カジノ経営どころかこの島を牛耳っていた海賊が居なくなって大混乱になる前にとっとと立ち去ったほうが良いという判断なのかシャモーは頭を縛り上げ自分の船に乗せて終わらせてしまい本当に他の物は要らないようだった。
「幹部連中も懸賞金出てるぜ」
「他人を乗せたくないんだ。本当は箱詰めにして送りたいけど小さい頃それで怒られたから。一人が限界それ以上は邪魔だからいいよ」
近くにいる海軍に連絡したので夜明け前に来るそうだ。
「私は事情があって引き渡しに立ち会えないから自分で近くまで行ってショコラに頼んでお金はそのまま工場に郵送するよ」
そう話す男の印象は変わらず不気味なままだった。
「あ、あとこれ」
キン、と平らなケースを開けて中から一枚の名刺を取り出すと差し出してくる。
「私の名刺。君スリよりモデルの方が合ってると思うよ」
機会があったら来てね。と言われて慌てて見るとそこには
“TAILOR C オーダーメイド応相談 どこでも配送承ります。”
と言う文字とショコラと呼ばれている駱駝そっくりのイラストが浮き彫りで刻まれていた。あんぐりと口を開けてシャモーと名刺を交互に見る。
「あ、あんた海賊狩りじゃないのか?!」
「海賊だけど」
「はっ!? ⋯⋯かい⋯⋯? は?」
「それじゃあね、アニョーくん」
情報の嵐に混乱したまま、シャモーはついぞ無表情を貫いて流星群が降る中を正に嵐の様に立ち去ったのだった。
「ベリエだよ⋯⋯」
✂
「荷物を運ぶなんざガキでもできる使いだとおれは考えて依頼したんだが」
帰って来た間抜け面にそう言って出迎えるとデスクの前で気まずそうに笑って誤魔化そうとする姿は何十年も変わることがなく、アニキには怒りを通り越して言葉も出ない。

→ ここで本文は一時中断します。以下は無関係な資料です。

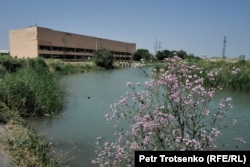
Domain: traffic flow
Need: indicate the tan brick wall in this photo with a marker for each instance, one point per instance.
(26, 43)
(23, 43)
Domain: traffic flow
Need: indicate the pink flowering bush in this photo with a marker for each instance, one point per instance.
(169, 112)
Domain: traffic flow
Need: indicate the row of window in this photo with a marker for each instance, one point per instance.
(68, 49)
(58, 56)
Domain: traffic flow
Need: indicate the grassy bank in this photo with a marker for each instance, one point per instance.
(233, 75)
(63, 68)
(230, 74)
(28, 89)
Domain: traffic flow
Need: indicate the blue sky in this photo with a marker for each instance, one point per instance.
(195, 26)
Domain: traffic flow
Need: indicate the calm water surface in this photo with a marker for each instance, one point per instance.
(89, 98)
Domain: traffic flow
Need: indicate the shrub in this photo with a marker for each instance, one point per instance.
(170, 112)
(32, 90)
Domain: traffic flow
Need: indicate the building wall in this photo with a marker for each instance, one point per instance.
(23, 43)
(48, 43)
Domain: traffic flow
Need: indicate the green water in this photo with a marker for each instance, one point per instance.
(89, 98)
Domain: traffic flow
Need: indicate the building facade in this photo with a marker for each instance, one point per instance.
(34, 42)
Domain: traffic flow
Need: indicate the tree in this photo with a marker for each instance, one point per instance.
(170, 112)
(104, 58)
(141, 54)
(182, 54)
(160, 55)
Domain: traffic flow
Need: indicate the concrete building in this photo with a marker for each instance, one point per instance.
(32, 42)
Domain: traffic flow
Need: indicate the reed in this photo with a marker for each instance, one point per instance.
(32, 90)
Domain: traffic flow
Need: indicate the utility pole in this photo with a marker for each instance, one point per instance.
(224, 48)
(156, 46)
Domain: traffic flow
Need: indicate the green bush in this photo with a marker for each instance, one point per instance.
(32, 90)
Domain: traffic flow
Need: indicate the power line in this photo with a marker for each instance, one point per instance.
(224, 47)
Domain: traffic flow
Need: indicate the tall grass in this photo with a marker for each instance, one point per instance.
(232, 75)
(27, 89)
(32, 90)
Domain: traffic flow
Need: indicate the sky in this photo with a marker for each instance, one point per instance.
(195, 26)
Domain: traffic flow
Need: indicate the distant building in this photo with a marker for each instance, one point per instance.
(4, 53)
(34, 42)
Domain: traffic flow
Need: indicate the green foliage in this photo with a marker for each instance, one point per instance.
(232, 75)
(32, 91)
(161, 55)
(26, 147)
(104, 58)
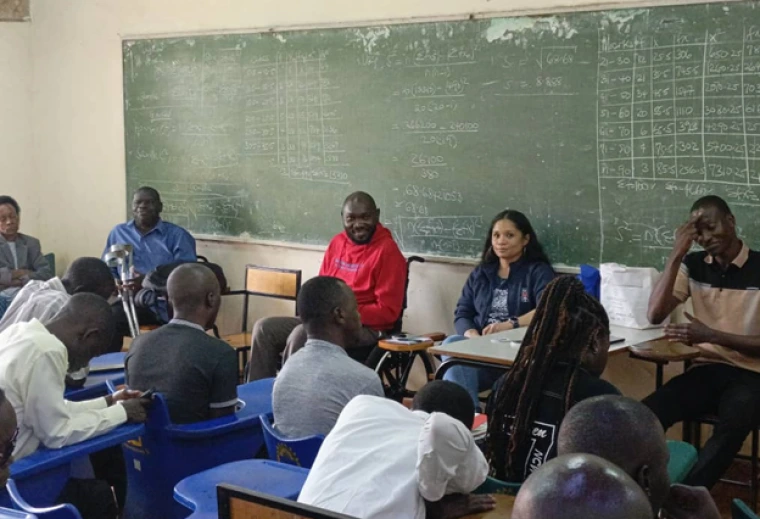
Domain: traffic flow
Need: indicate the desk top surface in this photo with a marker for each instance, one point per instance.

「おれは言ったはずだ。“一週間以内に先方に渡せ”それにアニキは“余裕”だと答えた筈だ。それがなんで三日前に届いた連絡が来るんだ? この半年連絡一つせずに何を遊んでいやがった?」
「でも私仕事のついでに渡すって」
「でもじゃねえようるせえよやること終わらせてから仕事しろ黙れ」
おろおろするアニキに心底うんざりする。組もうと言い出したのは向こうの癖にこの男は相も変わらず自由なままでちっとも大人しくならない。
久方ぶりの兄がいる暮らしに感覚が戻りきっていなかった事を自覚する。こいつよりショコラの方に書類確認をさせておけば良かったアニキをなぜ信用したのだろうか何度も裏切られ続けているというのに。
「ご、ごめんね」
謝ってはいるがアニキは何故自分が怒っているかなど分かっちゃいないのだ。それがまた腹立たしいが指摘するのも馬鹿馬鹿しいし理由を言ってアニキが変わるわけがない。
「⋯⋯半年何をしていた」
報告しろ。
そう言われるや否やアニキの表情が緩むのだから本当に単純で分かりやすい。
持ってきた荷物を広げながら報告という名の土産話を話し出す。
数分後、よその海域で勝手に暴れて海賊を潰した事への叱責が島中に響き渡ることになった。